I got to teach my favorite class: the beginning Laser. The Laser is an Olympic class boat and was designed for men 6'+ and 190+lbs.  Most of my students weighed under 110 soaking wet and were truly beginner sailors. None were over 140 lbs and some had never sailed.  Lasers are very fast boats with a powerful sail. With 12 of them zooming across the lake, the class can often present 12 simultaneous challenges. The red skies did bode well for a few days and the weather held with reasonable winds for the first 4 days.  Then chaos struck. North-South on Fern Ridge lake is the longer length. The club is at the north end. The winds we encountered came gusting in from the south, fetching large waves, as it roared north. The waves were so large, cockpits were awash. The gusts were so strong the big boat class didn't even go out. My students didn't stand a chance. The brunt of the storm hit after we were all launched and onto the lake. Fortunately I had three high school assistants for the day. (This was my day to stay dry so I added one.)  With my three guys already occupied rescuing students and righting boats, it became my turn to jump in the water. Before we all made it back to shore, I had dealt with four turtled boats - two of my own. Getting this old body out of the water, onto a boat, righting it and then managing to get my bulk back on board without it tipping over again is a chore on the best of days. This picture was taken after I stepped from a rescue motorboat onto a student's turtled boat. The rest of my saves came from in the water. The rescue boats picked up and ferried the cold kids to shore while we swam to their boat, righted it, and sailed it in. I was soaked and exhausted by the time I got my last boat to shore.
I do love wind like that but passed on the opportunity to take my boat out for a ride. The final day was almost windless. The kids again reveled in flipping and righting their boats while drifting in the 90 degree sun. No fear. Back on the bicycle.

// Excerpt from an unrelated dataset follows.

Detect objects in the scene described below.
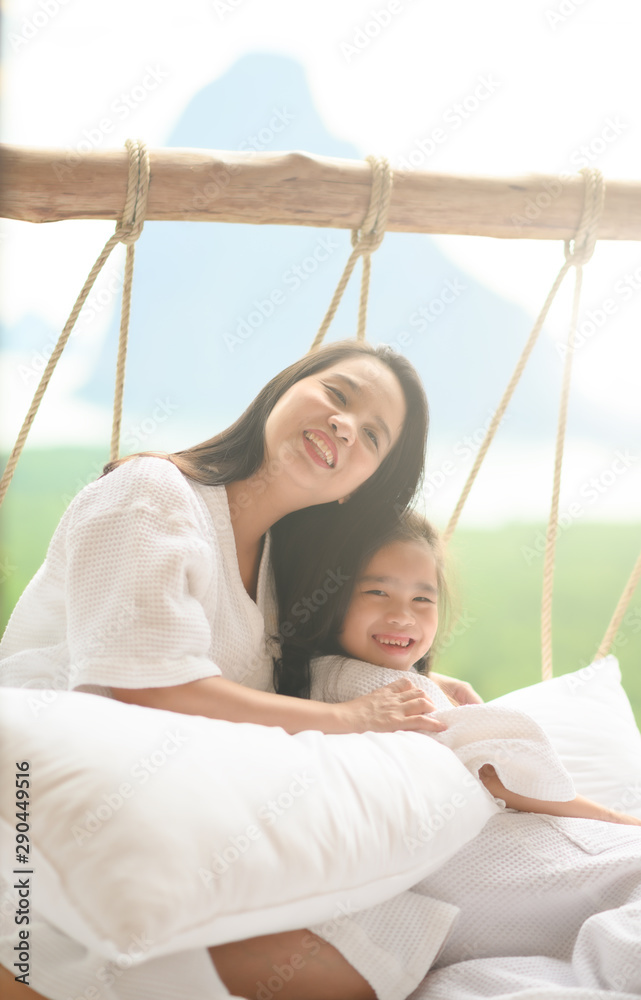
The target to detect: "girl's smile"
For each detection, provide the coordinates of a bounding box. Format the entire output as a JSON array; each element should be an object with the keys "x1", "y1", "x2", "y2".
[{"x1": 339, "y1": 540, "x2": 438, "y2": 670}]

EYC is a great big family where everyone is your friend. Every year July 4th is celebrated with all the joy and fellowship the holiday is intended. Of course, what is a 4th without a parade?
This year commodores past, present and future were honored. Dave wasn't really excited about putting on his Order of the Blue Gavel tie but in the end did agree to ride in the parade with his peers.
 The neighboring farmer joined in with a hay ride float full of kids.
 The commodores with honor guard.
 I draped our trailer for the occasion.
 The parade route circled the grounds.
 Dave out of his obligatory duds and into his pyro garb
After the parade, there was a dunk tank, family games, sailing and a pot luck happy hour followed by the group BBQ. 
This was the 48th year Dave has been in charge of large fireworks. Come early afternoon and he is all serious concentration.

While these guys set off the show, the rest of us enjoyed hot chocolate with marshmallows, whip cream and RWB sprinkles. Adults had our own special version to sip and enjoy.

We are so lucky to be part of this community - now only if they would allow dogs.